先日開催しました「第4回こけし、かだる?鳴子編」。
詳細レポートを報告いたします。
こけし、かだる?ってこんな感じでやってます、といった雰囲気をお伝えするため
こけし熱が体内にある間に脳内レコーダーをフル回転させて書きました。
参加されたかたは「あー、そうだったねー。」と思い出していただき、
まだ参加されていないかたは次回参加の気持ちを固めるきっかけとして読みくださいませ。

それでは、レツゴ!


雨のしずくでケヤキの緑が濃くなった日曜日。

こけし、かだる?鳴子編のゲストは桜井昭寛工人。


 


会場に「こけし囃し」が流れ、ついつい体が動き出します。

第60回全国こけし祭りのポスターも飾り楽し気な雰囲気。

桜井工人は自宅にあるこけしだけでなく、工人仲間に声がけしてくださって

高亀こけし店さんから柳宗理とコラボレーションした木地玩具(鳩笛・亀車の他にも!)や

こけしの岡仁さんからも中学生の時にこけしクラブで作ったこけしを持ってきてくださいました。

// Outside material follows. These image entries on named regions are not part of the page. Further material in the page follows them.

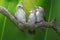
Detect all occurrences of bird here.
[36,6,44,23]
[36,6,46,32]
[28,9,36,35]
[15,4,26,23]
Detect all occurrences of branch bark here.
[0,7,60,35]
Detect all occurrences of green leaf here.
[0,0,60,40]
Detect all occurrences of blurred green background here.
[0,0,60,40]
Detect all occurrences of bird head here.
[17,4,23,9]
[36,6,43,11]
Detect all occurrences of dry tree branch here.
[0,7,60,35]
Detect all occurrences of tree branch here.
[0,7,60,35]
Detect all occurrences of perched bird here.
[28,10,36,34]
[36,6,46,31]
[15,4,26,23]
[28,10,36,24]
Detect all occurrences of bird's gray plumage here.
[15,5,26,23]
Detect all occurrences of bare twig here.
[0,7,60,35]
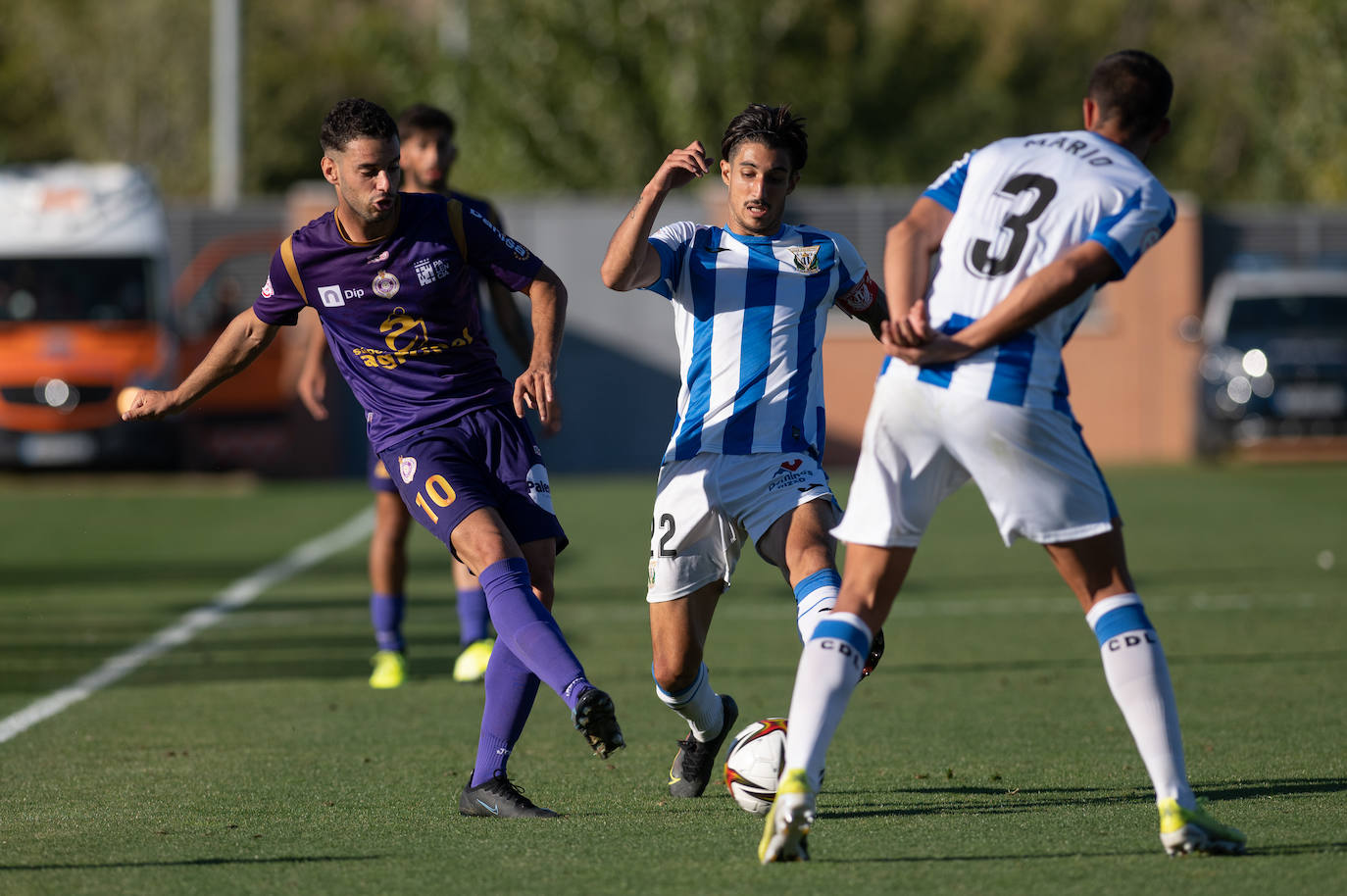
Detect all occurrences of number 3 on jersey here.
[417,473,454,524]
[966,173,1058,279]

師匠昭二工人のこけしは東京オリンピックの聖火台モチーフこけし、
エジプト風のこけしやビーナス風の長い髪をしたこけしなど。

桜井工人のおひなさまこけしは種類もたくさん。

開始前からこけし達に注目が集まりました。

 

参加者は約40名。

マイこけしは鳴子系が多く見られました。

こけし歴が長いこけし先輩や、

こけし界のドアを叩いたばかりのかたもいらっしゃっての会となりました。

 

桜井工人から鳴子系こけしの説明をしていただきます。

「私が説明しなくても皆さんはご存知だとは思いますが。」と前置きして
鳴子系の頭を回すとキュッキュッとなること、胴が太目なこと、
師匠である昭二工人のことなどを途中笑いも起きるような話も交えながら紹介していただきました。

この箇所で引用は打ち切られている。